When I went to the Fine Arts Library of the University of Pennsylvania on 14 May 1999 it was to see an actual etching of the Ichnographia of the Campo Marzio for the first time. I felt sure I would see the Ichnographia at the Penn library because within the "Illustration Credits" of Jennifer Bloomer's Architecture and the Text (p. 215) it states:

"Giovanni Battista Piranesi, details from Il Campo Marzio dell'Antica Roma: Ichnographia. Etching, six plates. Used by permission of the Fine Arts Library of the University of Pennsylvania."

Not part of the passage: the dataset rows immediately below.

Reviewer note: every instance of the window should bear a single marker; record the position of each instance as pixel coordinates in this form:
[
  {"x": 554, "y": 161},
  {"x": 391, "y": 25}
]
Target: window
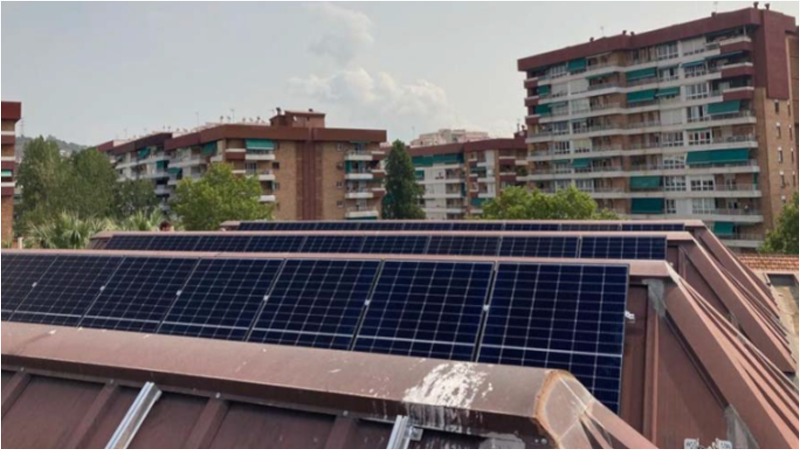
[
  {"x": 703, "y": 206},
  {"x": 667, "y": 51},
  {"x": 674, "y": 139},
  {"x": 702, "y": 184},
  {"x": 697, "y": 91},
  {"x": 675, "y": 184},
  {"x": 674, "y": 162},
  {"x": 668, "y": 74},
  {"x": 701, "y": 137}
]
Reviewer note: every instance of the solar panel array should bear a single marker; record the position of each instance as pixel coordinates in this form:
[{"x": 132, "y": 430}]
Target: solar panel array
[
  {"x": 542, "y": 315},
  {"x": 619, "y": 247},
  {"x": 456, "y": 226}
]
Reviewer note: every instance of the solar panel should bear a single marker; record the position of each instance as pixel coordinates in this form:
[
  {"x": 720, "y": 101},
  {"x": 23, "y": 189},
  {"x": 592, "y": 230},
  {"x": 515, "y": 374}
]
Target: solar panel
[
  {"x": 19, "y": 275},
  {"x": 653, "y": 227},
  {"x": 333, "y": 244},
  {"x": 426, "y": 309},
  {"x": 221, "y": 299},
  {"x": 232, "y": 244},
  {"x": 172, "y": 243},
  {"x": 560, "y": 317},
  {"x": 275, "y": 244},
  {"x": 129, "y": 242},
  {"x": 640, "y": 248},
  {"x": 139, "y": 295},
  {"x": 543, "y": 247},
  {"x": 463, "y": 245},
  {"x": 66, "y": 290},
  {"x": 395, "y": 245},
  {"x": 316, "y": 304}
]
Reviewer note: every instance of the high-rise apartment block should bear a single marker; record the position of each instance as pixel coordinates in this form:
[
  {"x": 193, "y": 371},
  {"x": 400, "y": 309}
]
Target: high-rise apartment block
[
  {"x": 11, "y": 114},
  {"x": 693, "y": 121},
  {"x": 309, "y": 171},
  {"x": 459, "y": 178}
]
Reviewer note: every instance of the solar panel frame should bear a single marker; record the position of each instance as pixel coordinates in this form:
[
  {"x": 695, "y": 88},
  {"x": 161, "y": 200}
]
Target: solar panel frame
[
  {"x": 154, "y": 283},
  {"x": 221, "y": 298},
  {"x": 426, "y": 309},
  {"x": 539, "y": 247},
  {"x": 316, "y": 303},
  {"x": 19, "y": 276},
  {"x": 67, "y": 290},
  {"x": 560, "y": 316}
]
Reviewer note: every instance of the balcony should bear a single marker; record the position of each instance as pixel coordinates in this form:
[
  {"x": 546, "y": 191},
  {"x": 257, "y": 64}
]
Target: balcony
[{"x": 361, "y": 213}]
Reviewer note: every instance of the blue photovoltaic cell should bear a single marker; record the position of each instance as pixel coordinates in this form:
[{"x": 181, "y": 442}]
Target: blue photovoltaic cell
[
  {"x": 228, "y": 244},
  {"x": 539, "y": 247},
  {"x": 639, "y": 248},
  {"x": 66, "y": 290},
  {"x": 395, "y": 245},
  {"x": 590, "y": 227},
  {"x": 316, "y": 304},
  {"x": 139, "y": 294},
  {"x": 139, "y": 243},
  {"x": 172, "y": 243},
  {"x": 221, "y": 299},
  {"x": 333, "y": 244},
  {"x": 426, "y": 309},
  {"x": 560, "y": 317},
  {"x": 19, "y": 275},
  {"x": 275, "y": 244},
  {"x": 463, "y": 245}
]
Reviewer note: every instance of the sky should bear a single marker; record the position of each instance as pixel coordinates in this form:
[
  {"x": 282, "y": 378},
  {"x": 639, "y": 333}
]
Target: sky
[{"x": 93, "y": 72}]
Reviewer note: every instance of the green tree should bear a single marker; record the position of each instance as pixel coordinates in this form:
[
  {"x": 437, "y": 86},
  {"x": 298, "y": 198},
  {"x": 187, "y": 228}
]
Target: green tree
[
  {"x": 402, "y": 191},
  {"x": 219, "y": 196},
  {"x": 517, "y": 203},
  {"x": 134, "y": 197},
  {"x": 783, "y": 239}
]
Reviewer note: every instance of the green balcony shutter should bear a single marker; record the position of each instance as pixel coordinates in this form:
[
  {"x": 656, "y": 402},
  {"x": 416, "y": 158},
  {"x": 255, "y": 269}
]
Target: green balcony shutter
[
  {"x": 643, "y": 96},
  {"x": 724, "y": 229},
  {"x": 645, "y": 183},
  {"x": 649, "y": 206},
  {"x": 577, "y": 65},
  {"x": 731, "y": 107},
  {"x": 210, "y": 149},
  {"x": 582, "y": 163},
  {"x": 669, "y": 92},
  {"x": 259, "y": 144},
  {"x": 641, "y": 74}
]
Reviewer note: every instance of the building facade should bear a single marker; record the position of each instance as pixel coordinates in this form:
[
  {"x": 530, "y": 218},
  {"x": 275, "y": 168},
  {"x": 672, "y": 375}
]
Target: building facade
[
  {"x": 11, "y": 114},
  {"x": 309, "y": 171},
  {"x": 694, "y": 121},
  {"x": 459, "y": 178},
  {"x": 448, "y": 136}
]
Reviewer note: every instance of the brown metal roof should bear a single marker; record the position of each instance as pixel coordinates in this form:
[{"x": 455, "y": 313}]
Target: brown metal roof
[{"x": 70, "y": 388}]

I asked at the reference desk about Il Campo Marzio..., and I was told there was no such holding in the catalogue. I mentioned the citing in Bloomer's book, and I even went into the book stacks and got Bloomer's book itself to show the librarian. The head librarian was called and he thought to look in the old card catalogue of the Rare Book Room--Penn was then still in the midst of filling data onto it's fairly new online book catalogue and the Rare Book Room holdings were not yet in the electronic catalogue. Sure enough, Penn does possess a 1762 edition of Il Campo Marzio..., but even that was hard to find because the call number on the card was a typographic error. Alas, I finally had an actual Ichnographia unfolded in front of me and within minutes I discovered that the plan I was now looking at was not entirely the same as the plan reproduction that I had up till then been used to looking at. And architectural history changed a little bit that day.

Then knowing that the Ichnographia exists in two versions, I went back to Bloomer's Architecture and the Text to see which version of the Ichnographia are reproduced in detail there. Strangely enough, the details of the Ichnographia reproduced in Architecture and the Text DO NOT match the 1762 Ichnographia at the Fine Arts Library of the University of Pennsylvania.




It rocked Eisenman in his chair...
2005.11.10 15:03

To be honest, I care very little about what Bloomer wrote or how she intellectually operates. What I do care about is what Piranesi delineated via the two versions of the Ichnographia of Il Campo Marzio.... All I have ever done is analyze the Ichnographia itself, which is exactly what virtually all other contemporary writers on the Ichnographia have not done! I have never been interested in spreading some current/trendy intellectual "thought" by troping Piranesi and the Ichnographia, a course of action begun by Tafuri. What I am interested in is to find out what Piranesi did himself.


2013.12.23 19:47
23 December
By covertly publishing the Ichnographia in a second state was Piranesi himself conducting an experiment to see who would ultimately discover the two different plans?


2015.04.19
The Quondam Piranesi dossier


2016.05.17 09:34
14 May
First state and second state of the Ichnographia Campus Martius side by side...

It remains a mystery as to why Piranesi changed all the circuses into an identical form, except the identical circus form is the only clue.